I don't feel like point-by-point addressing the problems with many of the statements in this thread and it'll be clearer this way anyway.

Almost everyone believes there is more skill in tournament poker than there actually is. One of the reasons is that it's so easy to buy into the seductive fallacy that if someone achieves multiple impressive results over a period of time, it must be because of skill. When more than one person wins multiple bracelets at the 2004 WSOP, we think, wow! Those guys must be playing great, and it's nice to have confirmation that skill wins out in the end.

This line of thinking illustrates a lack of understanding regarding the manifestations of variance and the certainty of clumping among chance results. If a guy wins one tournament we have no problem chalking it up to variance. After all, somebody had to win, maybe he was just the luckiest guy that day. But somehow the minute somebody has a few good results in quick succession, it's because of skill. The fact is that out of a large population of tournament players, it is absolutely inevitable that some will turn out to be much, much luckier at critical moments than others: not just in single tournaments, but over the course of a month, a year, and even a lifetime.

When someone has a great year, people conclude that those results illustrate how good it is possible to be. BUT NOBODY IS ANYWHERE NEAR AS "GOOD" AS YOU WOULD CONCLUDE FROM THOSE RESULTS. And this is where people go off the beam.

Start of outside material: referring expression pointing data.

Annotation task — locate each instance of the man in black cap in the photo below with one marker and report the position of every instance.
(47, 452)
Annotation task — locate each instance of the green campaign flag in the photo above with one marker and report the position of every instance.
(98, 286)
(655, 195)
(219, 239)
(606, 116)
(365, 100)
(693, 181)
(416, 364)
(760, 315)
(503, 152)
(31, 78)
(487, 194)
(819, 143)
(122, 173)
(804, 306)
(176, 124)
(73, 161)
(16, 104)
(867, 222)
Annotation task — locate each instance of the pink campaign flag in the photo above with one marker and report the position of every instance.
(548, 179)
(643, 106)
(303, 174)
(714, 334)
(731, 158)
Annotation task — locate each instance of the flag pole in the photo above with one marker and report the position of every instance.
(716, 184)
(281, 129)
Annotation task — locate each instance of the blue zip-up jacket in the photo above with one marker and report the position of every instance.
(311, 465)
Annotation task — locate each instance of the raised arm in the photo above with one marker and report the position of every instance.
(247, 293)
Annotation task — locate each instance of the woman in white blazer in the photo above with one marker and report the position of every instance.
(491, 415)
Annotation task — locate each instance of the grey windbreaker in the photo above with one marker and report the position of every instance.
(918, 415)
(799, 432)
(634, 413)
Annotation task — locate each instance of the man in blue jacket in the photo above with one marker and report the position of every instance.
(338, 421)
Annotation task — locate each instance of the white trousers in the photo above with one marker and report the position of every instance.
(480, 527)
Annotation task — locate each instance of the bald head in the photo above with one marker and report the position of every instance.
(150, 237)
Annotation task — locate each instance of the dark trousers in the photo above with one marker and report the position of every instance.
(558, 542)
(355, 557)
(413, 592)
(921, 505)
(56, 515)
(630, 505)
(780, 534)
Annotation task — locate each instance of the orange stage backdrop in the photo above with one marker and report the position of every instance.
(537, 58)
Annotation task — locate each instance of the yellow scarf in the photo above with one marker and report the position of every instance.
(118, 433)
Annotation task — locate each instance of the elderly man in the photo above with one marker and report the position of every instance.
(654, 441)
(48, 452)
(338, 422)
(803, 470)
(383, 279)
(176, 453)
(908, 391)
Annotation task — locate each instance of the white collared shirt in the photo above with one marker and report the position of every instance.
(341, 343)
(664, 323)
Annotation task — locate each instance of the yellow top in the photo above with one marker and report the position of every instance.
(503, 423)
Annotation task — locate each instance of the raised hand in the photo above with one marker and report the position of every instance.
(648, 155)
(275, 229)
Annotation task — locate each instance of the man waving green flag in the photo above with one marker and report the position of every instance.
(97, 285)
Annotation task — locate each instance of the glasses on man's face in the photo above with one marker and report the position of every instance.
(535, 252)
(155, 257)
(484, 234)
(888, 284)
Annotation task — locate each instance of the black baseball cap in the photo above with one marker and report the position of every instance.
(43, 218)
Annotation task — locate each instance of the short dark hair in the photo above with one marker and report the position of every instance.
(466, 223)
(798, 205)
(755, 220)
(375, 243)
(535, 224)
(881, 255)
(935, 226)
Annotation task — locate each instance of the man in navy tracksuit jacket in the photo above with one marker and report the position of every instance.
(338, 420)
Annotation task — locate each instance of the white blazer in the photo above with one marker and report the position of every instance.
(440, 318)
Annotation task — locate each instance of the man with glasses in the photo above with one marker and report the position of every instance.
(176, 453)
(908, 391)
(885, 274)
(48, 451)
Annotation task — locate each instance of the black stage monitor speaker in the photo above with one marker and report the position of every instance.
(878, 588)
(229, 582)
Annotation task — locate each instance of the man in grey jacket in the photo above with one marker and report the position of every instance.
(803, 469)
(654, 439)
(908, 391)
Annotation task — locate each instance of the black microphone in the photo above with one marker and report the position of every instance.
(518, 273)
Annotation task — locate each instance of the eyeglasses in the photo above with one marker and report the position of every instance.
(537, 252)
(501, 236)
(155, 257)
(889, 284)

Since I know most people still won't believe any of this, here's how we settle things gambler-style. QUANTIFY your beliefs about how good players are. Decide who you think the very best tournament players are and make specific predictions about their results. Now bet on it. It's so easy to reach the end of the WSOP, find a lot of well-known players have won bracelets, and then say "yep, it's skill!" But were those the specific well-known players you predicted, or are you fitting the data to the hypothesis? There are many more poker players you've heard of than you may realize until you attempt to make forward-looking predictions.

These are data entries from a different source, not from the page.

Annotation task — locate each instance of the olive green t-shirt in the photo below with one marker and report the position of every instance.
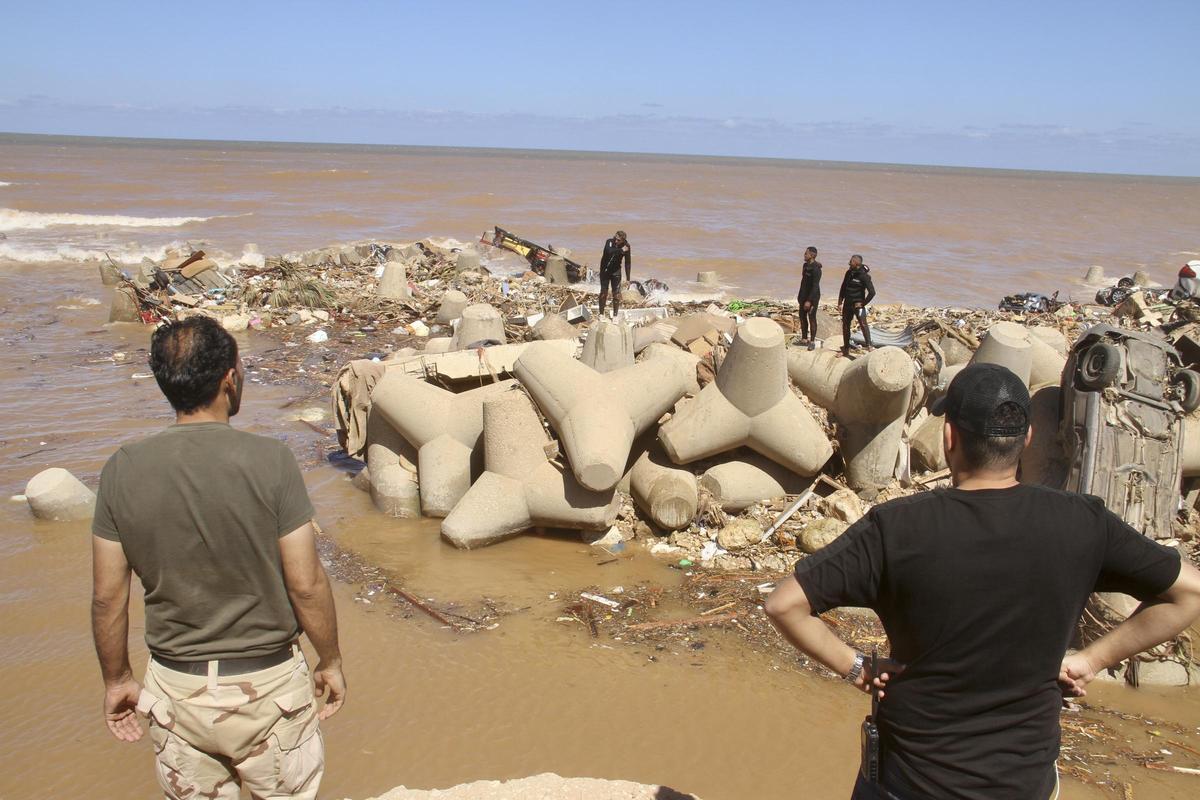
(198, 510)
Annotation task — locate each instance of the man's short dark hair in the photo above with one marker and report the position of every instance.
(995, 452)
(190, 359)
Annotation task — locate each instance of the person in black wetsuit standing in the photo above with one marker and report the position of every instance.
(857, 292)
(809, 296)
(616, 251)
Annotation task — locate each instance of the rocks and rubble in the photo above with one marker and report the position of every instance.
(744, 423)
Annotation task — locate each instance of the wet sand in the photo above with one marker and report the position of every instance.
(427, 707)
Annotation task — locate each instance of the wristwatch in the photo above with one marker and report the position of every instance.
(856, 669)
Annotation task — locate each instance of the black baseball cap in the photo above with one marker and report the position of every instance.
(976, 395)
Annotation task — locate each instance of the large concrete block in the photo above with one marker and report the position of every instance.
(480, 323)
(869, 397)
(59, 495)
(598, 415)
(873, 403)
(609, 346)
(553, 326)
(556, 270)
(664, 492)
(444, 427)
(688, 361)
(1007, 344)
(124, 307)
(109, 274)
(1044, 461)
(453, 304)
(466, 262)
(749, 404)
(928, 444)
(394, 283)
(1051, 336)
(391, 469)
(1045, 362)
(816, 373)
(521, 487)
(741, 482)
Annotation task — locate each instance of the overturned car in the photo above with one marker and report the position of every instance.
(1123, 398)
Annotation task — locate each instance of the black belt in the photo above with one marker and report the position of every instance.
(227, 666)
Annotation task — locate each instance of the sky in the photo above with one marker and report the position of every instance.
(1053, 84)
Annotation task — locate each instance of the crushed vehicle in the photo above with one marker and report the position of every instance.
(534, 253)
(1123, 398)
(1030, 302)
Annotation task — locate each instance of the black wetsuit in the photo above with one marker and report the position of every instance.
(610, 265)
(857, 290)
(810, 292)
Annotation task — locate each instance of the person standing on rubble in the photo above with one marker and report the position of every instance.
(979, 588)
(809, 296)
(857, 290)
(217, 524)
(616, 251)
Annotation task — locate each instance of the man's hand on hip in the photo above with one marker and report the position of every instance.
(331, 678)
(120, 709)
(1075, 674)
(870, 683)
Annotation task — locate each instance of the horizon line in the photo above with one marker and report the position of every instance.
(559, 151)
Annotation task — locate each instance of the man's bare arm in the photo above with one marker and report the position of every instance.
(1151, 624)
(313, 602)
(111, 631)
(791, 613)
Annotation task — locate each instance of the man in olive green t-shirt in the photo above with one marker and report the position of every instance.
(217, 525)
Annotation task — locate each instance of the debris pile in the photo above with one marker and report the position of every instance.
(493, 398)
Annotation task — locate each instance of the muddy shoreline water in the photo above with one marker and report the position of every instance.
(429, 707)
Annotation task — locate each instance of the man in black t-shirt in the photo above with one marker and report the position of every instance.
(616, 251)
(979, 588)
(809, 296)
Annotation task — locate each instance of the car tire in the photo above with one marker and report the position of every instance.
(1099, 366)
(1189, 389)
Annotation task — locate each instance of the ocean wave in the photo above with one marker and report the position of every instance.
(121, 254)
(15, 220)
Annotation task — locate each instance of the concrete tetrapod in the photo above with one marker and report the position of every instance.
(741, 482)
(451, 306)
(609, 346)
(394, 282)
(479, 323)
(391, 469)
(57, 494)
(445, 429)
(869, 397)
(749, 404)
(1007, 344)
(598, 415)
(664, 492)
(521, 487)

Here are some ideas for possible proposition bets involving verifiable predictions. There is nothing that encourages clarity of thought quite so much as having to put your money where your mouth is. Post your ideas on these subjects in this thread, I imagine it'll be revealing.

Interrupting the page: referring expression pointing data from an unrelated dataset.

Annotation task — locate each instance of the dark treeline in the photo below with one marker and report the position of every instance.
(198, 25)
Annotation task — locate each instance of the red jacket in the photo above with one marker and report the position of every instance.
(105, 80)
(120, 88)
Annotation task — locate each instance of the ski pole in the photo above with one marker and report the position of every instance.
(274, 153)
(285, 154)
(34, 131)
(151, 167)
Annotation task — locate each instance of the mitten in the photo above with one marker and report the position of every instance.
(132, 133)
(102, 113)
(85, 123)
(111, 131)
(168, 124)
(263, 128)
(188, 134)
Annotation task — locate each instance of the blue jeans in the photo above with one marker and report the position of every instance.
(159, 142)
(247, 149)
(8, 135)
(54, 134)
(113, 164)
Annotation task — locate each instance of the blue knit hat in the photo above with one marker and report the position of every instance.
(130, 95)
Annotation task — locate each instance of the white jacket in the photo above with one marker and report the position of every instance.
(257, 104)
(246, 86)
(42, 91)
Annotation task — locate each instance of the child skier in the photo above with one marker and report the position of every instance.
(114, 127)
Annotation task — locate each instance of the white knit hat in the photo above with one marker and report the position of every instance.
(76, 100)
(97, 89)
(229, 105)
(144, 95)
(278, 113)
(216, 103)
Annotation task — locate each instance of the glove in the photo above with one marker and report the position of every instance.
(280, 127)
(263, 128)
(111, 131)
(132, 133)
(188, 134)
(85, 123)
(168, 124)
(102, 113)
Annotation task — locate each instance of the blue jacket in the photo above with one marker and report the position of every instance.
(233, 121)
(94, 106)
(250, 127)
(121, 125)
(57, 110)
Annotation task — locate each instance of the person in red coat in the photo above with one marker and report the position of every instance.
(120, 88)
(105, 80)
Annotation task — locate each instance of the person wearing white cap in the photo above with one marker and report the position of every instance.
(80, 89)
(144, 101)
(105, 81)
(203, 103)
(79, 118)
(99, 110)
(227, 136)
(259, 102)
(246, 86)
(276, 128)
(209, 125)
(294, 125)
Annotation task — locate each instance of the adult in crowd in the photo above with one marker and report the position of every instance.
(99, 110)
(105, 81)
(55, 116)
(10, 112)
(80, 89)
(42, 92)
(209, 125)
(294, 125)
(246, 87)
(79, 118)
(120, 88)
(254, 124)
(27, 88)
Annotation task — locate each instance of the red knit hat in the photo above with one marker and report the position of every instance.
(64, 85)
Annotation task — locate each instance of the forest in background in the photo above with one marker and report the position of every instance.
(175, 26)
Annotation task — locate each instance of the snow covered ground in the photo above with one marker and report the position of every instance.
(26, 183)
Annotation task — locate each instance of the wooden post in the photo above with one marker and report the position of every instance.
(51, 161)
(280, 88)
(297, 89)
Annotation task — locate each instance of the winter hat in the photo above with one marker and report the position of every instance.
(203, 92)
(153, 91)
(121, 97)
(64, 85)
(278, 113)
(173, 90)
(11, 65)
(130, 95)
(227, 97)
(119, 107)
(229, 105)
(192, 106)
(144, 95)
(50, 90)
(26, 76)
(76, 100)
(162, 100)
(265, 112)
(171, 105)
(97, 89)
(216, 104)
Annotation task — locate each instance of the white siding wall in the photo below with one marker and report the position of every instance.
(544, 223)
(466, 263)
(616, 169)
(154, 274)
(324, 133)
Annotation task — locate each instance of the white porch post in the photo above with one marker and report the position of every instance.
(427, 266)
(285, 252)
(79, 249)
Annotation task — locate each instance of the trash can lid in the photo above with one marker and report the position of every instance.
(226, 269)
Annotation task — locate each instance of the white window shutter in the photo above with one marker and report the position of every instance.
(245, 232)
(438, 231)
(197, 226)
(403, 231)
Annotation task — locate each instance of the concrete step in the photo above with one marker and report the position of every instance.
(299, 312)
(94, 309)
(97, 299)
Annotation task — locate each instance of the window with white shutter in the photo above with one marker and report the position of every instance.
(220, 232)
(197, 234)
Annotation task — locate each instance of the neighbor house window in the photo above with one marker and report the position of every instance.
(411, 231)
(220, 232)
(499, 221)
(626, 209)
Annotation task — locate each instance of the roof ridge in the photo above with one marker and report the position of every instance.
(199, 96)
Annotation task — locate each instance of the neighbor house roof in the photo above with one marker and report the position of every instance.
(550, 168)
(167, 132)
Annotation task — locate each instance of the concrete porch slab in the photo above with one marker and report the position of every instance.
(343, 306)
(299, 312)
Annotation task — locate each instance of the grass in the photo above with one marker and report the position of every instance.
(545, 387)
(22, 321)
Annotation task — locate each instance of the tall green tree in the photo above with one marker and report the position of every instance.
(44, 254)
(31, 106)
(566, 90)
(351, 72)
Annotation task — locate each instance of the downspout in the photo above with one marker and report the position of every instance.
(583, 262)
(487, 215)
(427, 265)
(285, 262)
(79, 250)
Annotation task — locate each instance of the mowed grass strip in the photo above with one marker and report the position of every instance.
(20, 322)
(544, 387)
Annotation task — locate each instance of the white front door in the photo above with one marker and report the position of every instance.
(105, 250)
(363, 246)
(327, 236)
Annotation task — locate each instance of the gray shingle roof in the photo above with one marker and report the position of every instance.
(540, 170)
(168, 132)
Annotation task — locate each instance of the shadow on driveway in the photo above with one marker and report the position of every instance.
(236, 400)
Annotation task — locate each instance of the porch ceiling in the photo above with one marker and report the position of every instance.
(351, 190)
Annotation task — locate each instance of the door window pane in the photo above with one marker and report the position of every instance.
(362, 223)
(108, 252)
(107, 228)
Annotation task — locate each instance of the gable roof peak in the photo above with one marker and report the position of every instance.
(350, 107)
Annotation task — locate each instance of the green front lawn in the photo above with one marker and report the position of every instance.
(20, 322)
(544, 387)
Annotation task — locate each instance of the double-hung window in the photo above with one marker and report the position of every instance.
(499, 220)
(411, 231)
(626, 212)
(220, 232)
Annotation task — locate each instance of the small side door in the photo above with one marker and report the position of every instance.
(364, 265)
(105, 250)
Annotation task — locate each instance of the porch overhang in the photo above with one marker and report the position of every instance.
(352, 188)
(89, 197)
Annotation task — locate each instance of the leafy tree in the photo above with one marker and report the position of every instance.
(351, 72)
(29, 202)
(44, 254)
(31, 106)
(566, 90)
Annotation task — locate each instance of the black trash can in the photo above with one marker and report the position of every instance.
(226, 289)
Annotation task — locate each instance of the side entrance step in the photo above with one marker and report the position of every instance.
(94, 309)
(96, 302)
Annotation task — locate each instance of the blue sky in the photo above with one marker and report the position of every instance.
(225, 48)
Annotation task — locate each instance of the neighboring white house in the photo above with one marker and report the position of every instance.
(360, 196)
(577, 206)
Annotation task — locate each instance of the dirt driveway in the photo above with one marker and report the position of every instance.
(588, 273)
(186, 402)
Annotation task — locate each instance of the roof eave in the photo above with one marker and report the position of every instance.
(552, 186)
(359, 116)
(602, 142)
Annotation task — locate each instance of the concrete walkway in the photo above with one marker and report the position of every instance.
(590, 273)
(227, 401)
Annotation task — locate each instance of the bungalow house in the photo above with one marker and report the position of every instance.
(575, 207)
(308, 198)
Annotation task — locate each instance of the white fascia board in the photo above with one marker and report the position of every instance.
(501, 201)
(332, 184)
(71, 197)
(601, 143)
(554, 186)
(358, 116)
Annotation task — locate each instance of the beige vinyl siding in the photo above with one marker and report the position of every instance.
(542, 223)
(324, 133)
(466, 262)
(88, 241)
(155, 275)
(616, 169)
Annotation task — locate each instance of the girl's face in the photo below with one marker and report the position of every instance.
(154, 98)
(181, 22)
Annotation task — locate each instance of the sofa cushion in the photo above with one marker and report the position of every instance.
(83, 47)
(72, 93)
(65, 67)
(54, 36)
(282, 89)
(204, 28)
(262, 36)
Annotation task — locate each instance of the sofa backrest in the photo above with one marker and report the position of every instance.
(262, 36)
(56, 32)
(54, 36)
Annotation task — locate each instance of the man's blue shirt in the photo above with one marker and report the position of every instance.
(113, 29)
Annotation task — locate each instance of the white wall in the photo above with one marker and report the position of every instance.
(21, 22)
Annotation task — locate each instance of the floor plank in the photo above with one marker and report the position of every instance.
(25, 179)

* dan harrington made the final table of the two largest fields in big buyin tournament history, on top of having won the wsop a decade prior. What are his chances of making the final table in 2005, assuming a field of 5000? Say final 10 to simplify the math. The exactly average player's chances are 1/500. What are dan's?

* I'll let you pick some number of players. If a single one of those players wins a bracelet at the 2005 WSOP, you win the bet. How many players do you need to list before you are a favorite in this bet?

* How much positive equity does the very best player have in whichever currently existing $5K+ tournament you believe has the weakest field? Ignore juice. The exactly average player gets paid back his $X buyin on average. How good is the best? 3X? 5X? 10X? 20X? More?

* Two tournament players each play 100 large field tournaments. In the end, player A has averaged a profit of 0.5 buyins/tournament and player B has averaged 1.5 buyins/tournament. With what percentage confidence can you say that player B was actually playing with higher EV than player A? Alternately: what line would you place on player B winning more than A over the next 100 tournaments as well? What if B had averaged 3 buyins per tournament?

Here is one of the great articles ever written about tournament variance, almost five years old but as relevant as ever: Question Authority by Tom Weideman. If you have a serious interest in the subject this is required reading.

There is a risk-free fortune to be made for the industrious proposition bet seeker by exploiting the gap between perceptions and reality. Go forth and wager!